Our objections stem from the observation that the prosecution failed to establish even circumstantial evidence to show that any of those convicted caused the violence that took place, leave alone the death.
After a four-and-a-half year trial, the court gave the ruling, which many, including me, think is based on flimsy evidence. Our objections stem from the observation that the prosecution failed to establish even circumstantial evidence to show that any of those convicted caused the violence that took place, leave alone the death. The ruling also goes against the forensic evidence and post-mortem report that was placed before the court. More importantly, officers of the company, who were produced before the court as prosecution witnesses denied they were present at the time of the incident. Some of them even admitted that they were acting under Maruti-Suzuki management direction.

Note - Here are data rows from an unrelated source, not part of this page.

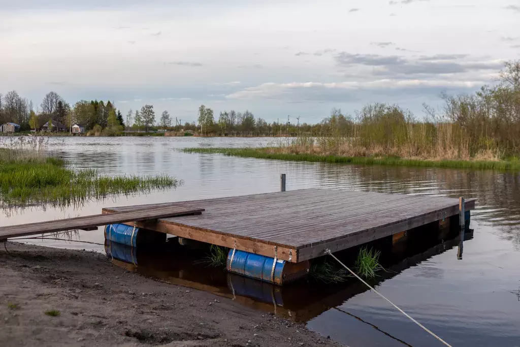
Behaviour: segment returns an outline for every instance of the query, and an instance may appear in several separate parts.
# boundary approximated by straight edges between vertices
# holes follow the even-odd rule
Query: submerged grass
[[[282,147],[185,148],[183,150],[186,153],[218,153],[243,158],[277,159],[293,161],[357,164],[359,165],[387,165],[451,169],[473,169],[503,171],[520,171],[520,160],[431,160],[421,159],[403,159],[395,157],[349,157],[334,155],[321,155],[286,152]]]
[[[166,175],[111,177],[94,170],[74,170],[66,164],[39,151],[0,148],[0,208],[46,203],[68,206],[179,184]]]
[[[376,272],[384,270],[379,264],[380,254],[379,251],[366,247],[360,249],[354,267],[357,274],[370,279],[377,276]],[[314,279],[324,283],[340,283],[354,277],[346,269],[330,262],[328,258],[313,262],[309,274]]]
[[[226,268],[229,250],[216,245],[210,246],[210,252],[202,262],[214,267]]]

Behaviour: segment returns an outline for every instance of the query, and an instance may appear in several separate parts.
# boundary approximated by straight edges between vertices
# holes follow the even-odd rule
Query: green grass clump
[[[317,281],[324,283],[340,283],[352,277],[346,270],[334,266],[326,259],[322,262],[313,262],[309,272],[310,276]]]
[[[57,317],[58,316],[59,316],[61,314],[61,313],[60,312],[57,310],[50,310],[48,311],[45,311],[45,314],[46,314],[47,316],[50,316],[51,317]]]
[[[223,154],[226,156],[254,158],[262,159],[277,159],[291,161],[308,161],[358,165],[387,165],[402,166],[444,168],[450,169],[473,169],[495,170],[502,171],[520,171],[519,161],[485,160],[429,160],[406,159],[395,157],[374,158],[370,157],[347,157],[338,155],[274,152],[275,147],[259,148],[185,148],[186,153]]]
[[[12,302],[8,302],[7,307],[10,309],[11,310],[18,310],[19,308],[19,306],[17,304],[14,304]]]
[[[176,187],[179,183],[163,174],[102,176],[94,170],[70,169],[61,159],[0,150],[0,208],[38,203],[68,206],[112,195]]]
[[[225,268],[229,252],[229,249],[226,247],[212,245],[210,246],[210,253],[203,262],[210,266]]]
[[[366,247],[360,249],[355,264],[358,275],[365,278],[375,277],[375,272],[383,269],[379,264],[380,254],[379,251],[369,250]]]

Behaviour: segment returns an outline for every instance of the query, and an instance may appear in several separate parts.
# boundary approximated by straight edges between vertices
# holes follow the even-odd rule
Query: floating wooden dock
[[[158,208],[143,207],[132,211],[117,213],[96,214],[75,218],[58,220],[33,223],[29,224],[19,224],[0,227],[0,241],[5,241],[11,237],[29,236],[40,234],[57,233],[58,232],[75,230],[97,229],[96,227],[113,223],[122,223],[125,222],[154,220],[163,217],[173,216],[186,214],[200,214],[204,209],[187,207],[183,204],[176,204],[175,206],[166,205]]]
[[[326,249],[336,252],[460,212],[458,199],[310,189],[105,208],[103,213],[189,207],[204,212],[134,218],[125,224],[299,263],[324,255]],[[474,207],[474,200],[465,200],[465,211]]]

Though the police filed a common charge against 148 workers, eventually, 117 of the arrested workers have been acquitted of all charges. The acquittal of eighty per cent of the accused workers shows that mass terrorisation of workers was one of the main motives of police action in this case. More importantly, it also shows that the courts were wrong in denying them bail. These workers were forced to spend 31 months in prison for no fault of their own. During that period, many of the workers were subjected to torture, in an attempt to extract forced confessions. Their fundamental right to life and liberty was attacked, yet no one is going to be punished for this mistake.
Plants in Pricol (Coimbatore), Graziano (Surajpur) and Regency Ceramics (Yanam) and the Maruti incident all share a common feature. In all these cases, workers who actively participated in union activities have been charged with murder. While governments, generally, show little interest in attending to violations of existing labour regulations by employers, retribution against workers has been severe and swift. It is an indication of the class nature of justice in the country.

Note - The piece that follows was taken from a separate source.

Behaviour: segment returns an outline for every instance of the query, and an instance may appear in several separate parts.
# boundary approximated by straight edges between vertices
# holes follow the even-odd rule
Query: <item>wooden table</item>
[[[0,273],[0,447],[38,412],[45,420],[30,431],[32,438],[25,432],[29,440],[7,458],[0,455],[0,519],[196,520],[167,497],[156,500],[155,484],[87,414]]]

In May 2013, the Punjab and Haryana High Court denied bail to Maruti workers with the argument that if bail is given, foreign investors are not likely to invest in India out of fear of labour unrest. It is unfortunate that citizens' right to justice were subservient to foreign investors' confidence. This is a clear example of the degradation of criminal justice system and its failure to stick to the first principles of justice.
It is unfortunate that citizens' right to justice were subservient to foreign investors' confidence
It should be a matter of grave concern for every Indian that while the leaders of some of the most henious pogroms in independent India have not been even touched by the criminal justice system, workers of Maruti Suzuki have been sentenced to life imprisonment on flimsy evidence. Another development is the use of private armed guards by employers to threaten workers. According to the workers of Honda scooter plant in Alwar, Rajasthan, their strike last year was broken by the management with the help of armed thugs, who had assaulted them inside the plant, and also in the city in full public view. Maruti Suzuki workers have also alleged that on the day of violence large number of hired bouncers were roaming inside the plant and threatening workers.
Working class movement is a great bulwark of democracy in any society. People without property could exercise various democratic rights, including voting rights, only after sustained campaigns by working class organisations. Working class politics tries to build solidarity among people across regional, linguistic, religious and caste divisions.
Maruti Suzuki workers have braved through sinister schemes of management, government, and police, and are standing firm in their commitment. Their commitment to people's democratic rights, secular culture and unity needs to be contrasted with the violence of communal forces.
It should be clear to everyone that the future of the workers is the future of democracy in India. And now that these young men have been sentenced to life, it is the democracy in India that stands on trial.